11. Though it is contended that the claimant is able to maintain herself, the evidence of RW 1 and Ext. A1 and Ext. XI series are totally insufficient to establish that the claimant is actually in receipt of any amount so as to take her out of the sweep of the expression "person unable to maintain herself."
12.The learned Counsel for the petitioner then submits that the petitioner has now been directed to pay an amount of Rs. 2000/- per mensem while the ex parte order which he had got set aside, had directed him only to pay an amount of Rs. 1000/ per mensem. He is now exposed to a higher liability to pay maintenance. It is submitted that in these circumstances the quantum of maintenance awarded may be reduced.
13. I take note of the fact that at the time of filing the petition, the petitioner was admittedly getting an amount of Rs. 9000/- by way of monthly income. This is the admitted version of the petitioner. The petitioner, it is further indicated has married again and that must also be reckoned as an indication of his affluence. It would be puerile to assume that he willingly undertook the responsibilities of matrimony again, if he were not in a position to meet the requirements and obligations of such further matrimony.

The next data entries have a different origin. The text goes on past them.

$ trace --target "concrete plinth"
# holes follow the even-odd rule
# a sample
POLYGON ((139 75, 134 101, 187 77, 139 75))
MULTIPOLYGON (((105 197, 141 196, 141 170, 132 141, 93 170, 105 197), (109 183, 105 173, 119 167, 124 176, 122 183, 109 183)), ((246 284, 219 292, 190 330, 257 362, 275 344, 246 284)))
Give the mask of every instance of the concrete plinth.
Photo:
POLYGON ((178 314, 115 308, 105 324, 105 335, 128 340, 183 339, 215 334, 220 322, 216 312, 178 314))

14. The learned Counsel for the petitioner submits and relies upon the inputs which are available on record to contend that the petitioner is not now employed abroad. Convincing data about such subsequent event is not certainly available. A decision must be reckoned as rendered on the situation and state of affairs as on the date of the petition. If the petitioner has a case that he lost his employment abroad and has returned to India, that can certainly be a valid reason for modification/alteration of the maintenance order. I am not persuaded to agree that on that ground the quantum deserves to be modified in this Revision.
15. Though the ex parte order directed payment of only an amount of Rs. 1000/-per mensem I see no reason to interfere with quantum fixed as it is evident that such quantification was made before the specific admission was obtained from the petitioner of his monthly income when he was admittedly employed abroad.
16. The quantum fixed by the Court below is according to me, in tandem with the evidence available about the means of the petitioner and the needs of the claimant. I am not persuaded to agree that the quantum fixed by the Court before deserves to be interfered with invoking the revisional jurisdiction of superintendence and correction.
17. In the result, this revision petition is dismissed. But I may hasten to observe that the dismissal of this revision petition will not in any way fetter the rights of the petitioner to seek alteration of the maintenance awarded, if sufficient circumstances exist justifying such alteration.